Creo que es cuando la tendencia es bastante fuerte.
Por ejemplo, muchas personas simplemente nunca consumirán cantidades adecuadas de vegetales porque no les gusta el sabor de la mayoría de ellos, incluso cuando están bien preparados, o porque requieren cantidades excesivas de mantequilla u otros aceites para poder consumirlos (que generalmente impide el consumo de verduras en cantidades suficientemente grandes). Como consecuencia, tendrán una probabilidad significativamente mayor de morir de cáncer o enfermedad cardíaca.

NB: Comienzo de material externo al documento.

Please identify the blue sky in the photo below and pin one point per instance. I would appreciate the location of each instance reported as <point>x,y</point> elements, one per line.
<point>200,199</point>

Otros nunca consumirán suficientes peces para obtener una cantidad equilibrada de ácidos grasos omega-3. Ellos también tendrán una mayor probabilidad de contraer enfermedades del corazón, sin mencionar la reducción de la salud en muchas otras áreas.
Lo que estas personas a menudo pasan por alto es que lo que puede parecer extraño y repugnante puede hacerse, al menos, apetecible si se comprometen a comerlo con regularidad. El hígado, el cordero, la col rizada, la col, el salmón y muchos otros alimentos fueron desagradables para mí cuando inicialmente los probé, pero con el tiempo aprendí a cocinarlos de maneras que son deliciosas. Ahora son mis alimentos básicos.
Las personas que carecen de la disciplina para probar alimentos desconocidos pero nutritivos y trabajan para hacerlos sabrosos (o incluso sabrosos) están sacrificando el futuro por el bien de evitar inconvenientes relativamente menores. Es decir, creo, bastante infantil.
El enfoque nunca debería evitar alimentos importantes porque parecen desagradables. En su lugar, determine qué es lo óptimo y luego encuentre la manera de disfrutarlo. Este enfoque te servirá bien en muchos aspectos de la vida.
Una advertencia
Hay mucha comida por ahí que dice ser saludable, pero en realidad es una porquería procesada que sabe a serrín. Lo que he dicho se aplica a la comida real, relativamente sin procesar y fresca / congelada, no a barras de proteína sin grasa o cenas congeladas bajas en carbohidratos.
También diré que no tiene sentido que te hagas comer alimentos “saludables” exóticos como levadura nutricional, etc., si no los disfrutas. Su mejor opción es seleccionar alimentos que le gusten dentro de la categoría de alimentos integrales nutritivos. Come pescado, pero si odias las sardinas, come salmón. Coma vegetales, pero si odia la col, coma col rizada o espinaca. Y así.